Dès le lendemain, le 12 décembre, Didier Casas, haut fonctionnaire et à l’époque directeur général adjoint de Bouygues Télécom, adresse un message à Alexis Kohler, le conseiller d’Emmanuel Macron qui deviendra secrétaire général de l’Élysée, et à Ismaël Emelien, en charge de la communication et des affaires stratégiques au sein de la campagne : l’identité biométrique, « vous achetez ou pas, franchement ? » « Honnêtement, bof », tranche Emelien quelques heures plus tard. La proposition ne figurera donc pas au programme du candidat Macron. L’identité biométrique – instaurée en France en 2009, sous la pression des États-Unis, avec la création du passeport biométrique – réalisera pourtant une percée décisive sous son mandat, que ce soit au travers de l’application pour smartphone ALICEM, expérimentée depuis juin 2019, ou de cette fameuse « carte nationale d’identité électronique » (CNIe), finalement lancée à l’été 2021.
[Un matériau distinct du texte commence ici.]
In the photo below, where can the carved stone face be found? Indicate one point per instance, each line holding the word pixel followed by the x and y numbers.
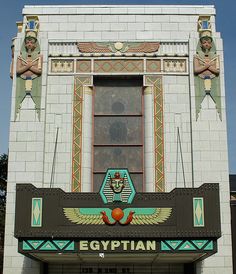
pixel 206 44
pixel 30 44
pixel 117 185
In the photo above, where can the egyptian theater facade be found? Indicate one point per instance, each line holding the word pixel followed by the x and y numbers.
pixel 118 147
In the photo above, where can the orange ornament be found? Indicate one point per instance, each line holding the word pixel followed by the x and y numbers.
pixel 117 214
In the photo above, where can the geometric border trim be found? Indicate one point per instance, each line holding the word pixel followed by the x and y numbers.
pixel 156 83
pixel 165 246
pixel 48 245
pixel 187 245
pixel 80 83
pixel 36 212
pixel 198 212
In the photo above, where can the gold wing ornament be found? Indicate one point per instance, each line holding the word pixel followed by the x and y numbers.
pixel 92 47
pixel 150 216
pixel 133 216
pixel 85 216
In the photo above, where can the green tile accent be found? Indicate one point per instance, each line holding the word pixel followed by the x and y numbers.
pixel 187 246
pixel 35 244
pixel 174 244
pixel 198 212
pixel 48 246
pixel 209 246
pixel 70 247
pixel 60 244
pixel 36 212
pixel 25 246
pixel 164 246
pixel 199 243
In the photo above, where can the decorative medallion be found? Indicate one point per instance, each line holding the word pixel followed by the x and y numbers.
pixel 118 190
pixel 206 67
pixel 117 187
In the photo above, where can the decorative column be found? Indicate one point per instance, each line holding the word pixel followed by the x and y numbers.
pixel 153 140
pixel 82 134
pixel 149 162
pixel 87 121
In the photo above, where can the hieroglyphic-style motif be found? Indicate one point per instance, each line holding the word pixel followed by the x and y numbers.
pixel 156 83
pixel 60 66
pixel 121 65
pixel 153 65
pixel 36 212
pixel 118 47
pixel 83 66
pixel 206 67
pixel 29 66
pixel 198 212
pixel 175 65
pixel 80 82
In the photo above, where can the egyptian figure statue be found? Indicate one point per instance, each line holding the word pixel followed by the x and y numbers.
pixel 206 71
pixel 28 71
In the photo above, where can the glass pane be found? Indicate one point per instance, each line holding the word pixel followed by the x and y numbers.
pixel 118 130
pixel 137 180
pixel 118 157
pixel 118 97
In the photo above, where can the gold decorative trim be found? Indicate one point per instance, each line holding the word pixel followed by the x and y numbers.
pixel 156 83
pixel 120 65
pixel 175 65
pixel 80 83
pixel 122 47
pixel 62 66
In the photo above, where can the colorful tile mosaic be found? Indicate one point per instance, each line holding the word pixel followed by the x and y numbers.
pixel 83 66
pixel 37 208
pixel 80 82
pixel 187 245
pixel 198 212
pixel 118 65
pixel 156 83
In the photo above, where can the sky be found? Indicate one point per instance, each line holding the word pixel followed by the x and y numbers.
pixel 10 13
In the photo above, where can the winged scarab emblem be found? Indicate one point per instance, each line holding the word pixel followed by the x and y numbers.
pixel 102 216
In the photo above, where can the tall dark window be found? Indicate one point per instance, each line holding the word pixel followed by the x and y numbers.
pixel 118 128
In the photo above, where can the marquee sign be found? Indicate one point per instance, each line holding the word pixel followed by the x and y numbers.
pixel 117 212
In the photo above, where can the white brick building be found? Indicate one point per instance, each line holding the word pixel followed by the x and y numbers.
pixel 59 136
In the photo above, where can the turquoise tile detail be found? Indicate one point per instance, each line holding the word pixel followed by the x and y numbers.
pixel 35 243
pixel 60 244
pixel 26 247
pixel 164 246
pixel 199 243
pixel 48 246
pixel 36 212
pixel 187 246
pixel 209 246
pixel 70 247
pixel 174 244
pixel 198 212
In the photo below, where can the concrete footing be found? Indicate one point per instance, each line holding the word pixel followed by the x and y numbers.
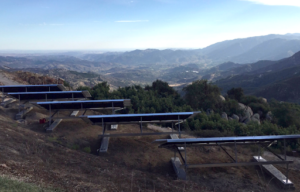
pixel 114 127
pixel 274 172
pixel 180 172
pixel 104 144
pixel 74 113
pixel 53 125
pixel 175 136
pixel 7 102
pixel 21 114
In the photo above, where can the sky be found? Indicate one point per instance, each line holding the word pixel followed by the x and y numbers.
pixel 139 24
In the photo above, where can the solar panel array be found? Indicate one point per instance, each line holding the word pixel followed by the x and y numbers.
pixel 55 92
pixel 31 88
pixel 85 104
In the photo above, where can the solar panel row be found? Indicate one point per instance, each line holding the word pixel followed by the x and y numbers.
pixel 31 88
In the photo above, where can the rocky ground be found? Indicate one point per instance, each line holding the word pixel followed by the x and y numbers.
pixel 59 160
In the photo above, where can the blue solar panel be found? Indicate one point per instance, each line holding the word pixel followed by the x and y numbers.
pixel 48 85
pixel 49 92
pixel 226 139
pixel 86 101
pixel 139 115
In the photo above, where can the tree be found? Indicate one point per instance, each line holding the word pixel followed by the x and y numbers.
pixel 201 94
pixel 235 93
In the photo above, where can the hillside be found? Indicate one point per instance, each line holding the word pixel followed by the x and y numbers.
pixel 270 80
pixel 274 49
pixel 58 160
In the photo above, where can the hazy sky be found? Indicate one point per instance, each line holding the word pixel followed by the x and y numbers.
pixel 132 24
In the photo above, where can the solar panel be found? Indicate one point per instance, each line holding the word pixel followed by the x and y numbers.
pixel 50 95
pixel 31 88
pixel 117 103
pixel 225 139
pixel 140 117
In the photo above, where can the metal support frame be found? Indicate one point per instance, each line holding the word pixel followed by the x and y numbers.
pixel 235 161
pixel 84 111
pixel 50 115
pixel 227 153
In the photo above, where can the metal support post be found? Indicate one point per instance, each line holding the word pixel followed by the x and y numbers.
pixel 235 151
pixel 179 127
pixel 103 127
pixel 185 162
pixel 141 126
pixel 287 165
pixel 287 173
pixel 19 103
pixel 49 115
pixel 284 149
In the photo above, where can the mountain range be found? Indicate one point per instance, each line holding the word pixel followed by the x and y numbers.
pixel 246 50
pixel 270 79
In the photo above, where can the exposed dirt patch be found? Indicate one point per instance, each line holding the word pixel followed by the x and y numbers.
pixel 131 163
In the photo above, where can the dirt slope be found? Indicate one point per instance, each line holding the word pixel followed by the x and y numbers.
pixel 131 164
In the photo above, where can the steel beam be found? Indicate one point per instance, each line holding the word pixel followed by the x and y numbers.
pixel 236 164
pixel 135 134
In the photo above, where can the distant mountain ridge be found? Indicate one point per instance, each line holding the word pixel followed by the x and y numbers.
pixel 246 50
pixel 270 79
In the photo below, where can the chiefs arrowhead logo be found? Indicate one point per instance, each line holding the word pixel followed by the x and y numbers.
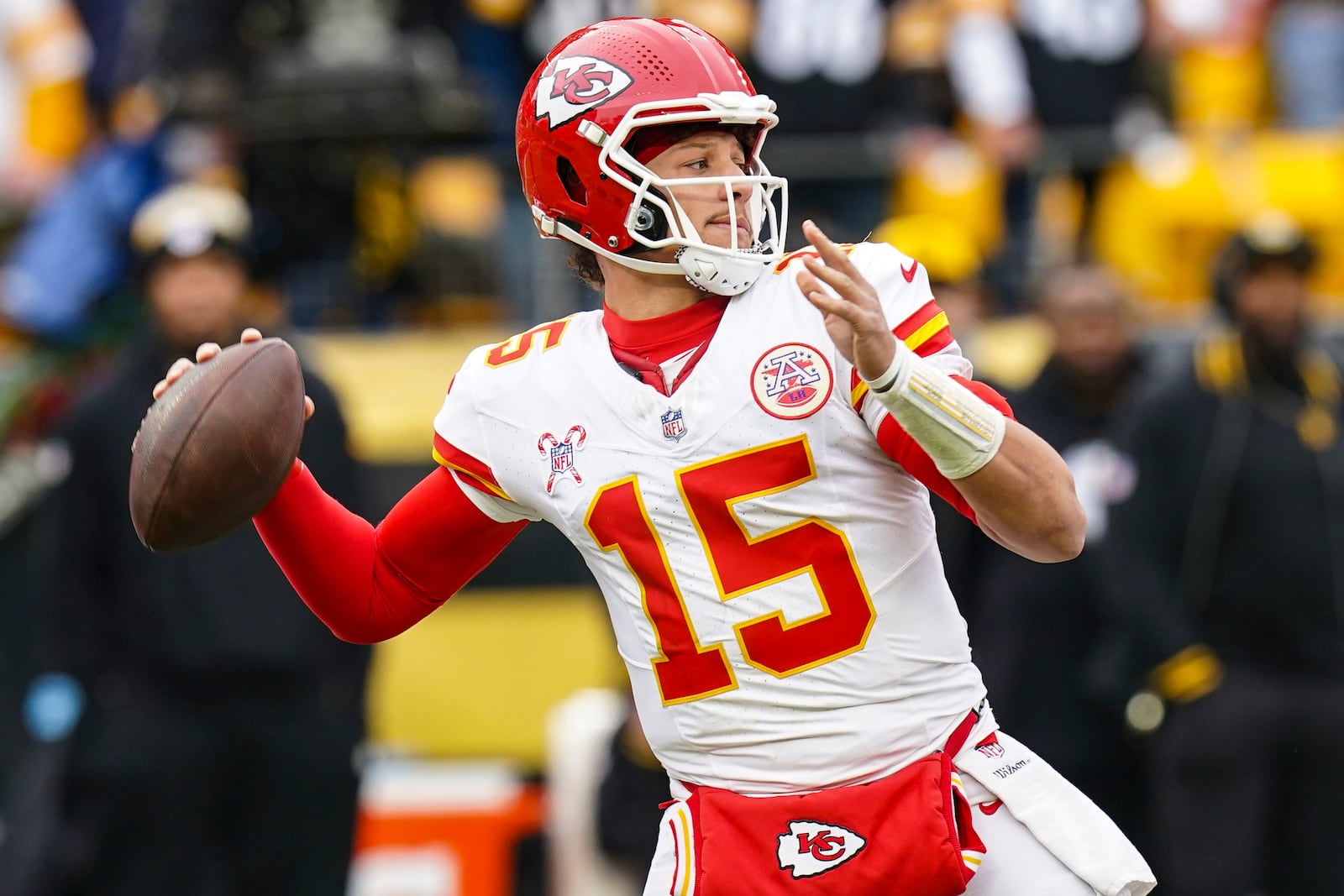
pixel 813 848
pixel 573 85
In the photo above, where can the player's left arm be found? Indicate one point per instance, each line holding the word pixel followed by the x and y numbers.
pixel 1019 486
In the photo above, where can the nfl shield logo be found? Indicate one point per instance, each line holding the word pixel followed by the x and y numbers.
pixel 674 427
pixel 562 457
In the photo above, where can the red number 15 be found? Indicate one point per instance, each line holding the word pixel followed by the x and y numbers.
pixel 741 563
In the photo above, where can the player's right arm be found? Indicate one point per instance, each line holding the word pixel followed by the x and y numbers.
pixel 370 584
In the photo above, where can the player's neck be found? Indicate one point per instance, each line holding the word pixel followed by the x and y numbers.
pixel 638 296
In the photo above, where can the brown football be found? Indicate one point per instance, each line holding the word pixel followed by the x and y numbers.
pixel 217 446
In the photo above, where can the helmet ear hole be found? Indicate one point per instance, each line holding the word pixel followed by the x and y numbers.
pixel 570 181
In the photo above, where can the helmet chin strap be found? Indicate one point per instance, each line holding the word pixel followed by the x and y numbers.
pixel 718 275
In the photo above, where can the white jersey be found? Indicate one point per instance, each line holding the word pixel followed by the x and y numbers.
pixel 772 575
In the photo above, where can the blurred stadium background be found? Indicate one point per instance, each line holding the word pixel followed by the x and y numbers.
pixel 374 143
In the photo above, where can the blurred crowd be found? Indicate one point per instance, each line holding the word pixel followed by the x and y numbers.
pixel 1132 212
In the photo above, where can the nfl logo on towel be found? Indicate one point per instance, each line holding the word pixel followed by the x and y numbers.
pixel 674 427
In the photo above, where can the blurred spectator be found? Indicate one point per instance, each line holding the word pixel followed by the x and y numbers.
pixel 1229 555
pixel 1041 626
pixel 214 752
pixel 1305 45
pixel 828 70
pixel 42 107
pixel 1046 86
pixel 629 799
pixel 71 253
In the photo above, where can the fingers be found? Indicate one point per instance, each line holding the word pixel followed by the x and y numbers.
pixel 205 352
pixel 839 281
pixel 831 254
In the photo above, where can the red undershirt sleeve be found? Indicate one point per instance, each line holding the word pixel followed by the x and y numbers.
pixel 373 584
pixel 900 448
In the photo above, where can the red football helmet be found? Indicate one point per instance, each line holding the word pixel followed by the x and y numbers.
pixel 580 112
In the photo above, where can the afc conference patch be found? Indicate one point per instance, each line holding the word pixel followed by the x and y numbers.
pixel 792 380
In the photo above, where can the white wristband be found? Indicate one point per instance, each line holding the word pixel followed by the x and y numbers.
pixel 958 429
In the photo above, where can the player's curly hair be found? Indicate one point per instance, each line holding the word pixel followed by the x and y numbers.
pixel 584 262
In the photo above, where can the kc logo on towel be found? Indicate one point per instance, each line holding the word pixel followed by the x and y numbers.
pixel 812 848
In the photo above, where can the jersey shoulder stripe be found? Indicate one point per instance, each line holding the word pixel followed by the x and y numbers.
pixel 474 470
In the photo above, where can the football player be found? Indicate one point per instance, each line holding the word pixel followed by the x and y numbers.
pixel 741 443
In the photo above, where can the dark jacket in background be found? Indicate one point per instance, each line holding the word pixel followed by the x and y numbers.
pixel 222 716
pixel 1233 539
pixel 1038 627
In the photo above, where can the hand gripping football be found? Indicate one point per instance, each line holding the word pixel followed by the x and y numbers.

Ces échanges, à la fois banals et remarquables, offrent un bon aperçu des processus qui président à la fuite en avant de la surveillance numérique : les intérêts à court terme des élites politiques, administratives et économiques s’entrecroisent, voire s’alignent au gré de leurs allers et retours entre public et privé, tandis que les désordres du monde et la surenchère politicienne nourrissent une escalade sécuritaire qui alimente à son tour l’industrie de la surveillance en lui assurant des débouchés. À la croisée des velléités de contrôle social, du soutien aux fleurons industriels, des tentatives de rationalisation bureaucratique et d’une propension toujours plus grande au « solutionnisme technologique », la surveillance se déploie et entretient la flambée du libéralisme autoritaire.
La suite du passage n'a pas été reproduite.